Trimega Laboratories, one of the leading proponents of alcohol hair testing in the UK, is urging insurers to weigh up the arguments and consider reducing premiums for fleets that undertake such measures.
Avi Lasarow, the firm’s managing director, says: “If you can prove that your drivers are completely non-alcohol-dependent then there is an opportunity for reduced premiums.”
Data from a pilot scheme test of 250 drivers is being compiled in an effort to persuade insurance companies of the business case for slashing costs for fleets that test their drivers.
“If you do a hair test before you recruit someone you can know for sure that your driver has not got a long-term alcohol problem,” Mr Lasarow says.
“From a cost perspective a fleet manager might think ‘this is quite expensive’ but in reality all you need is one or two accidents and that’s a much bigger cost.”
A spokesman for the Royal Society for the Prevention of Accidents (RoSPA) says: “Some organisations conduct screening tests for alcohol or drug misuse, either on a random basis for all staff, as part of recruitment or if there is a reason to suspect a particular individual may have a problem.
“Screening raises many civil liberties issues and is only likely to be effective if developed in careful consultation with staff and their representatives and makes a demonstrable contribution to reducing risks.
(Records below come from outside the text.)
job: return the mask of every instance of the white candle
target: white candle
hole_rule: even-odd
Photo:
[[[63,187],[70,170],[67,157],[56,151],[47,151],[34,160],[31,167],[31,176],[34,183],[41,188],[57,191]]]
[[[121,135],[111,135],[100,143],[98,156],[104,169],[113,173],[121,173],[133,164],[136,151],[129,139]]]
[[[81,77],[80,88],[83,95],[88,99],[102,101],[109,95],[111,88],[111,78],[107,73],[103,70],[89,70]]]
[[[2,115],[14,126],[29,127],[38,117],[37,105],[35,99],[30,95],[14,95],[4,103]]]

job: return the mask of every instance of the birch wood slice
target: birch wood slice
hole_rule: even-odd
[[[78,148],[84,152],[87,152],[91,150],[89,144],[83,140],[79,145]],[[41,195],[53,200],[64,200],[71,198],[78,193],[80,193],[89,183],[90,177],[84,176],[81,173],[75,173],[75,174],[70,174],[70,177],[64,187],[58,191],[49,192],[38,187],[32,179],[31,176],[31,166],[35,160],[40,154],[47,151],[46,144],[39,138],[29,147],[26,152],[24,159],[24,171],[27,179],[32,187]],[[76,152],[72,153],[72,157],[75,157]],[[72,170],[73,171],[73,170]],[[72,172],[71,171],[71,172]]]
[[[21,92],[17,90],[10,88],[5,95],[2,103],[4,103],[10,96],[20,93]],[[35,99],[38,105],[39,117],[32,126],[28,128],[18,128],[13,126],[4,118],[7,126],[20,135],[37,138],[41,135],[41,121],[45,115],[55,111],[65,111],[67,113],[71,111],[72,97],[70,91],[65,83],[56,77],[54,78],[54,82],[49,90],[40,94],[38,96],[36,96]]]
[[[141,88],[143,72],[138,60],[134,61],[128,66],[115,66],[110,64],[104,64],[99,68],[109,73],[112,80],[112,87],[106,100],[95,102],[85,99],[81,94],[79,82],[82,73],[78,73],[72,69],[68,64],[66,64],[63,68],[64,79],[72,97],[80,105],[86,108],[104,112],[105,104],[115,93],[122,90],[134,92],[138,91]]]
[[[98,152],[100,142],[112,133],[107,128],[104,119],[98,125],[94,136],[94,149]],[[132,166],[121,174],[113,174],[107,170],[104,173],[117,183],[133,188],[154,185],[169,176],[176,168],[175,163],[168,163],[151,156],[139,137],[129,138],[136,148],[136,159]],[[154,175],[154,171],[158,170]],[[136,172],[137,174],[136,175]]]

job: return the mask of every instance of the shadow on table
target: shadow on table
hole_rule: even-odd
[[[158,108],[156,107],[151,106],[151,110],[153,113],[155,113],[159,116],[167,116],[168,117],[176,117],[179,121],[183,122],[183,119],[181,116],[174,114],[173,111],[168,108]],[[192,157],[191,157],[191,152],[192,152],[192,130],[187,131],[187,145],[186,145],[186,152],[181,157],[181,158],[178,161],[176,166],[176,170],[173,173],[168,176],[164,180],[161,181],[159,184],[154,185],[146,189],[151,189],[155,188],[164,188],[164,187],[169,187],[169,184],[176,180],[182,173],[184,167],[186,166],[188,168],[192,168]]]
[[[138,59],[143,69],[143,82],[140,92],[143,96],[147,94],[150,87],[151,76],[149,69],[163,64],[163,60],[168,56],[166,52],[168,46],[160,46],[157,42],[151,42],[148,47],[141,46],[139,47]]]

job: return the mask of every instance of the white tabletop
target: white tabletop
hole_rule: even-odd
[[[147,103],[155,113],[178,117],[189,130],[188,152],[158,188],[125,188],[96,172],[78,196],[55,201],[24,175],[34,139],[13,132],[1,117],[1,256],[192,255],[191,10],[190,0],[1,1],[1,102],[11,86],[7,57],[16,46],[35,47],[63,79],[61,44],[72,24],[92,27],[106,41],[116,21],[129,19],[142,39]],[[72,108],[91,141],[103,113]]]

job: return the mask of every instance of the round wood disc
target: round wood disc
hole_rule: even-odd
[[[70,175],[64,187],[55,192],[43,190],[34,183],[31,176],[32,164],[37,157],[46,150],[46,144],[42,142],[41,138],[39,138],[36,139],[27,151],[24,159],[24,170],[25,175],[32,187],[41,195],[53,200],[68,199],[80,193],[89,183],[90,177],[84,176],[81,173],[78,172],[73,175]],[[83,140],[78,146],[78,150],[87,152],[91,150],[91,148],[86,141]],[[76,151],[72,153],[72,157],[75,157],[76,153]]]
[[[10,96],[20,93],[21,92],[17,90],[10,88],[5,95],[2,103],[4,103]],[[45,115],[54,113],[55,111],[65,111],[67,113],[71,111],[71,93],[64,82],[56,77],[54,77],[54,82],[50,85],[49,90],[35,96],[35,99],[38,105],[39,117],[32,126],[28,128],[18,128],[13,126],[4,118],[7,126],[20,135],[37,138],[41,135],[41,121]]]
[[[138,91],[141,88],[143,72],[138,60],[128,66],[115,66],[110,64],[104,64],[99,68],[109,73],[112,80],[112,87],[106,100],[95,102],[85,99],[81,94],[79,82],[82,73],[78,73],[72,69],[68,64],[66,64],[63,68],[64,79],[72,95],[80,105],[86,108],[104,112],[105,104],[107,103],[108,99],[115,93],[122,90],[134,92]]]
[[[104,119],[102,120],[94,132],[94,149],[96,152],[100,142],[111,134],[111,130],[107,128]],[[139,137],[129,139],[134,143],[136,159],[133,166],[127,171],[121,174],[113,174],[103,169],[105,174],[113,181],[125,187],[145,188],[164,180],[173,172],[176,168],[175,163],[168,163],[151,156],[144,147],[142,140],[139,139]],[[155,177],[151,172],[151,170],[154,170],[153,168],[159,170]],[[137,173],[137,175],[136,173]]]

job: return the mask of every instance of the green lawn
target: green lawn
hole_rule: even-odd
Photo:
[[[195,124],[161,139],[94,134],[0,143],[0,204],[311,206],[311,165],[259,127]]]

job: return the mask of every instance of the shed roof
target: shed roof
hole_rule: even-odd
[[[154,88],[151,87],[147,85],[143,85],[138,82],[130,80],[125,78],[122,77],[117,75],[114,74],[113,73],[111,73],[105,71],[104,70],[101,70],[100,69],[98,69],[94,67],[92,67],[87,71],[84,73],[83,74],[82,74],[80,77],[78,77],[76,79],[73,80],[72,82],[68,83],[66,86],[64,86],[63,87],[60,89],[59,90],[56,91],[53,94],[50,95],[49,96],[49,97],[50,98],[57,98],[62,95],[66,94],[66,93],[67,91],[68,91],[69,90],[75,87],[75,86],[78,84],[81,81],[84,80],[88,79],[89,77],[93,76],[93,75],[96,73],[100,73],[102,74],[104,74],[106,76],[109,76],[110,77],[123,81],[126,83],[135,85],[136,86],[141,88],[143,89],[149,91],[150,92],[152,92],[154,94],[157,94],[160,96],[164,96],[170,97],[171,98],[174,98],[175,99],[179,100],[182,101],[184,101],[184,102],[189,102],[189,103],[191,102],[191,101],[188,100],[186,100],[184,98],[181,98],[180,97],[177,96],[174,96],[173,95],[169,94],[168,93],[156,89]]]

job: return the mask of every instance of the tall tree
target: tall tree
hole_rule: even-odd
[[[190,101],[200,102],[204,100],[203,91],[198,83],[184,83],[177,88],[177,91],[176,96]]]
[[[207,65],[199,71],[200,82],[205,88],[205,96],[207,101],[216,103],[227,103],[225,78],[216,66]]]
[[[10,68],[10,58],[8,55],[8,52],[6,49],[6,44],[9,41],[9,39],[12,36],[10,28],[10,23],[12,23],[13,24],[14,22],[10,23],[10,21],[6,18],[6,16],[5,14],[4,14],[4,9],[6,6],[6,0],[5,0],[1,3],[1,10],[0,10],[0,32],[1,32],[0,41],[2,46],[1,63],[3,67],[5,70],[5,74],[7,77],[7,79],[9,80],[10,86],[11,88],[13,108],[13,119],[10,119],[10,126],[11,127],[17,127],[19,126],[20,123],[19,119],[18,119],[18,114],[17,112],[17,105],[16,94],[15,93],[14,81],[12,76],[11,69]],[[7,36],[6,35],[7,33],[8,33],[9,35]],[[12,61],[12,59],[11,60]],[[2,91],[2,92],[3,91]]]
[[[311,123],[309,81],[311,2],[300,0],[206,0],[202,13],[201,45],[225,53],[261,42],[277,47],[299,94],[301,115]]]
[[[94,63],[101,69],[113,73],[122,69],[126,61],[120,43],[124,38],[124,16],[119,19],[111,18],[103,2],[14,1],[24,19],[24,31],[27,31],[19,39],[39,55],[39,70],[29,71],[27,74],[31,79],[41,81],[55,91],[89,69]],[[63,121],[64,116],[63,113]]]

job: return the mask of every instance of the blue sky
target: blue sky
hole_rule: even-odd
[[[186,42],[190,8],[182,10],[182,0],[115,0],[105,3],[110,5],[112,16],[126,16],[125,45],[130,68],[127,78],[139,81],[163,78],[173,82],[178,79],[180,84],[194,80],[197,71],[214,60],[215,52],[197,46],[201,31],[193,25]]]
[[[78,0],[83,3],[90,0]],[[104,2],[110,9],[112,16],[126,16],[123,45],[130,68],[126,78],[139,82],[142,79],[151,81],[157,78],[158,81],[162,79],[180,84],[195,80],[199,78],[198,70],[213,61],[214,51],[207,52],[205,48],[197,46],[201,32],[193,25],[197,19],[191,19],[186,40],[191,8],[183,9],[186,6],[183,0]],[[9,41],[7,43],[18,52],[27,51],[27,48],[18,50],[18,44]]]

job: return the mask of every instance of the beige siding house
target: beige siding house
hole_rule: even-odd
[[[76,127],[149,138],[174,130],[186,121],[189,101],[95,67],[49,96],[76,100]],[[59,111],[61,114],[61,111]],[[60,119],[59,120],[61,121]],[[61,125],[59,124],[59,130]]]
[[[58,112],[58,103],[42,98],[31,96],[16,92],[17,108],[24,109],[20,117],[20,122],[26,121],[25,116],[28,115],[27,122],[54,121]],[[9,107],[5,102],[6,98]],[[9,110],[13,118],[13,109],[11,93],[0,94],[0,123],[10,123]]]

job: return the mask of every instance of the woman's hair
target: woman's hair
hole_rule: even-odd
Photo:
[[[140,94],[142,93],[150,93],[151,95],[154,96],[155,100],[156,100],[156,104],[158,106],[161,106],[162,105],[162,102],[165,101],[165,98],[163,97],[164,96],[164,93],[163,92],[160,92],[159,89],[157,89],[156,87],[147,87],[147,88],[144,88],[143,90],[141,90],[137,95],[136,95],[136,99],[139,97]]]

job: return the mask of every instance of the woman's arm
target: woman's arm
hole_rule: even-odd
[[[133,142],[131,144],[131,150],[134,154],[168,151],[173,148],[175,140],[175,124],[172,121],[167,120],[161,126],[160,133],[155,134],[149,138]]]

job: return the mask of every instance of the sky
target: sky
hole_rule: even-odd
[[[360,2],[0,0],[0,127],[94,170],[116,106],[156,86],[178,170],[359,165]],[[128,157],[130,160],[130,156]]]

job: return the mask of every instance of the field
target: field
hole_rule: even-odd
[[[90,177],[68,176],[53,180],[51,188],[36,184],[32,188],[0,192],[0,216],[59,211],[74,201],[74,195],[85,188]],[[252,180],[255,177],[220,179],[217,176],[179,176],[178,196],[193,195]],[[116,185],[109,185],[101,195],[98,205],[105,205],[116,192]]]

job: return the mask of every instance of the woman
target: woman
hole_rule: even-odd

"It should lead to help being provided for anyone with a problem, and be seen as a deterrent rather than a method of ‘catching employees’.
“It is important to ensure that staff are aware that screening may take place and consent to it; therefore, this should be written into contracts of employment, again in consultation with staff and their representatives.”
- How hair testing works
As the hair grows, it absorbs special markers called fatty acid ethyl esters (FAEEs) and ethyl glucuronide (EtG) into its structure, which remain in the hair indefinitely.
These patented markers are only produced when there is alcohol in the bloodstream, and the more markers there are, the more alcohol the person has consumed.
This method gives a history going back month-by-month or even years if required.
No other method can do this.
An alcoholic’s treatment can be monitored periodically as their hair grows.
A tuft of hair about the diameter of a pencil is required (the standard for the industry is to test a length of 1.5 inches, which provides a 90-day history).
If no head hair is available (employees have been known to shave their heads to avoid detection), body hair can be used.
Bleaches, shampoos and external contaminants have no known impact on the results.